During yesterday’s drive into Savannah from the airport I told a senior Los Angeles-based exhibition executive (i.e., a guy who doesn’t want to be quoted) about the over-cranked, super-bassy sound inside the TCL Chinese that made dialogue hard to understand at times during Thursday night’s Interstellar screening. He said he knows all about that. He said that union guys who were calibrating the sound at a West L.A. theatre plex constructed two or three years ago wanted to heighten the bassy “thromp” levels, and that he and his associates told them “nope, nope…no way.” He knows exactly what bass-thromp does to dialogue. And he made the right call. The plex in question delivers excellent sound. Hearing dialogue is never an issue when I see a film there. I can always hear every last vowel and consonant.
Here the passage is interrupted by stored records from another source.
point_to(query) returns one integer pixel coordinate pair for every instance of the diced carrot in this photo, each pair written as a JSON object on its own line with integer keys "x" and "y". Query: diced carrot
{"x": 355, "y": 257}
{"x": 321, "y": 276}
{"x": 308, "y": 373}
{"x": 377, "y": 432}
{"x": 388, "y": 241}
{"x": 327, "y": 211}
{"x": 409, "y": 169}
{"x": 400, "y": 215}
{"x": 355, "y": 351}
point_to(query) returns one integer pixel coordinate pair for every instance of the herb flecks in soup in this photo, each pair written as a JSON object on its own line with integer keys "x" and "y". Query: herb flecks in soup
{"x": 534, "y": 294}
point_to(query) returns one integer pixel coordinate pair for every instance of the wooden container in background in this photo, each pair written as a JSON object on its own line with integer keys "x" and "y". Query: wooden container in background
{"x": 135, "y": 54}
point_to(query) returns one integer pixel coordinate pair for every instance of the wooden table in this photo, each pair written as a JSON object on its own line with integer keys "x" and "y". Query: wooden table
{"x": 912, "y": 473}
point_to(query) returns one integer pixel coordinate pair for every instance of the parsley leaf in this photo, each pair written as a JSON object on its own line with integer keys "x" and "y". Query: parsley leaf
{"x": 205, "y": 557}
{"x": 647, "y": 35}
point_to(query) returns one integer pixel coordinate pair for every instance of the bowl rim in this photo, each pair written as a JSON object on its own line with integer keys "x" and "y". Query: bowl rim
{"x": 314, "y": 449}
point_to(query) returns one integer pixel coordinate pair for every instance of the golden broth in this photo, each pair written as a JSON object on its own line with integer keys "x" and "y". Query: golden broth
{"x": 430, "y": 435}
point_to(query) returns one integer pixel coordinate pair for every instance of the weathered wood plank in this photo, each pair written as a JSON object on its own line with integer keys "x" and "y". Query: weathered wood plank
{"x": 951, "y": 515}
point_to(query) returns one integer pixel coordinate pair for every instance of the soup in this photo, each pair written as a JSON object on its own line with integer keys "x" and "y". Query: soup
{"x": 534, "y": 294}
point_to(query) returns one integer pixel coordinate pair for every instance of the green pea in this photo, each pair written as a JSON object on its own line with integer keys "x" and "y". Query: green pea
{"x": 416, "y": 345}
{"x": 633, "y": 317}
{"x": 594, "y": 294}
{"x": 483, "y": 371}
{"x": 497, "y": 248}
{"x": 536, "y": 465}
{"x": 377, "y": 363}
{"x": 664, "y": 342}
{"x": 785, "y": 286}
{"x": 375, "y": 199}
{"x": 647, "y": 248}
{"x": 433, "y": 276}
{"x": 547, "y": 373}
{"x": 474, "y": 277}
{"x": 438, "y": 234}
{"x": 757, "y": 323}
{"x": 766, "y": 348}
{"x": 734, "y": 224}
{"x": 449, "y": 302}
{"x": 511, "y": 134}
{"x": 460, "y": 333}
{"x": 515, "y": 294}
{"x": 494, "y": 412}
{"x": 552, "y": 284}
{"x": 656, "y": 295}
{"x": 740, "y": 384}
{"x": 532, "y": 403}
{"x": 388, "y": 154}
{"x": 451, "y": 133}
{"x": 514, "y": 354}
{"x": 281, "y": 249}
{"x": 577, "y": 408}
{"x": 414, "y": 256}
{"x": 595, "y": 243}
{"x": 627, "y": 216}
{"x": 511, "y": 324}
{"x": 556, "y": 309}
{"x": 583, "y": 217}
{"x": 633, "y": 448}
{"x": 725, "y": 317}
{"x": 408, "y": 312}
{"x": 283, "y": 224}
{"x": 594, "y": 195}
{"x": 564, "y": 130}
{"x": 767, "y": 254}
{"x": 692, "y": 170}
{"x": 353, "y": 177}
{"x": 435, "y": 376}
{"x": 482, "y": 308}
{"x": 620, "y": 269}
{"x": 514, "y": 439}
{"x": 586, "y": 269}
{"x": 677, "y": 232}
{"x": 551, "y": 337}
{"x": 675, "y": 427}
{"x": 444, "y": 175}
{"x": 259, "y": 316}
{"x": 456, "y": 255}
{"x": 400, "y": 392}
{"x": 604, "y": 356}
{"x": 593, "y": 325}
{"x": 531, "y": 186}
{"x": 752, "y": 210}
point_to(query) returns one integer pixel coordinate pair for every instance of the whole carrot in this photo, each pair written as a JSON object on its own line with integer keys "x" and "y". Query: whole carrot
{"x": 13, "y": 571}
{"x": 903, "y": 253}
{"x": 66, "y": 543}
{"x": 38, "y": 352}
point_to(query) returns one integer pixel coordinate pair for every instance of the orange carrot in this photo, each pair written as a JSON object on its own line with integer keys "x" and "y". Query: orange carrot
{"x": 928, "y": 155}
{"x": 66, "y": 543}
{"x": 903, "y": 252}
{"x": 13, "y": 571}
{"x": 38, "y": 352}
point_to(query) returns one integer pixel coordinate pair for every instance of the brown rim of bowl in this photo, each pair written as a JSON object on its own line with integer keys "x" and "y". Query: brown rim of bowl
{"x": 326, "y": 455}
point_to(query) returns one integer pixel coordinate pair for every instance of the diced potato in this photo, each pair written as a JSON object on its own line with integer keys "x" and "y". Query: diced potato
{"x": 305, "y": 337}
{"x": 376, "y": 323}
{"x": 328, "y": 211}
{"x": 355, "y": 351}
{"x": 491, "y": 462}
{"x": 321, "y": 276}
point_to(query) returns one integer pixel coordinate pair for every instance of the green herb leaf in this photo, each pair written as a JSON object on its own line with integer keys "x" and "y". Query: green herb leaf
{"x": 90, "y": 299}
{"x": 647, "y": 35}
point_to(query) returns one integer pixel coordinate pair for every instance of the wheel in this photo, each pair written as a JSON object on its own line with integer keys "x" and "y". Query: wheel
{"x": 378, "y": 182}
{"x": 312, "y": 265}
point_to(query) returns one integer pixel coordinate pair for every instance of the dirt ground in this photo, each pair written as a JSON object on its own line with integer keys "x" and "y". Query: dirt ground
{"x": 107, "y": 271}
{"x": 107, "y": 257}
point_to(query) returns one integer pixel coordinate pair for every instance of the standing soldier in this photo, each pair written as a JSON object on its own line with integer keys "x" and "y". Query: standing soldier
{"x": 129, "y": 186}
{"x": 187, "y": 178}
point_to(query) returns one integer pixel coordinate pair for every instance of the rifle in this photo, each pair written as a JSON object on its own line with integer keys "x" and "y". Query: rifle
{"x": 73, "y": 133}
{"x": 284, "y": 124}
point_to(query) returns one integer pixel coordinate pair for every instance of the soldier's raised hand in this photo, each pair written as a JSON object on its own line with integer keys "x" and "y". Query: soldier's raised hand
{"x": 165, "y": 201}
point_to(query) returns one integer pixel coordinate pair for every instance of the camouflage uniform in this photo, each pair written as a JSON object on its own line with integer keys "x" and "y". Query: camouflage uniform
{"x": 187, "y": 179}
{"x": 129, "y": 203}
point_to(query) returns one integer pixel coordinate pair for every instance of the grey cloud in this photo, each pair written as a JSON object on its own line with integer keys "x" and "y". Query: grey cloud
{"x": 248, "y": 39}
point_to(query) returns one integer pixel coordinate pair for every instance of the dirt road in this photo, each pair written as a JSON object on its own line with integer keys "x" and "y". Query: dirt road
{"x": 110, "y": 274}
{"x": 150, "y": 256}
Interior of refurbished TCL Chinese. The muddled, super-bassy, over-cranked sound delivery in this theatre has probably harmed…okay, influenced the critical opinion of Interstellar among L.A. journos who attended Thursday night’s screening. I have already pledged to see Chris Nolan’s film again in a theatre with better calibrated sound.
I’ve also heard from a journalist friend who saw Interstellar Wednesday night at the California Science Center IMAX theatre, and he says the sound there “was exquisite…you could hear absolutely everything perfectly.” He also dropped by Thursday night’s TCL Chinese showing, or actually “bits and pieces of the last 25 minutes of the film and the sound was way overpumped. In fact standing in the lobby we thought the theatre was going to collapse, and I heard complaints from a couple of SAG voters that they couldn’t understand the dialogue, which always used to be the case at the Chinese pre-IMAX.”
I’m waiting to speak soon to Chapin Cutler, the projection and sound guru from Boston Light & Sound who handles projection standards at the Telluride Film Festival, the TCM Classic Film Festival and is now preparing projection for the upcoming AFI Fest. I’m not going to assume anything but Cutler knows his realm cold, and I can guess what he’ll tell me about bass-thromp.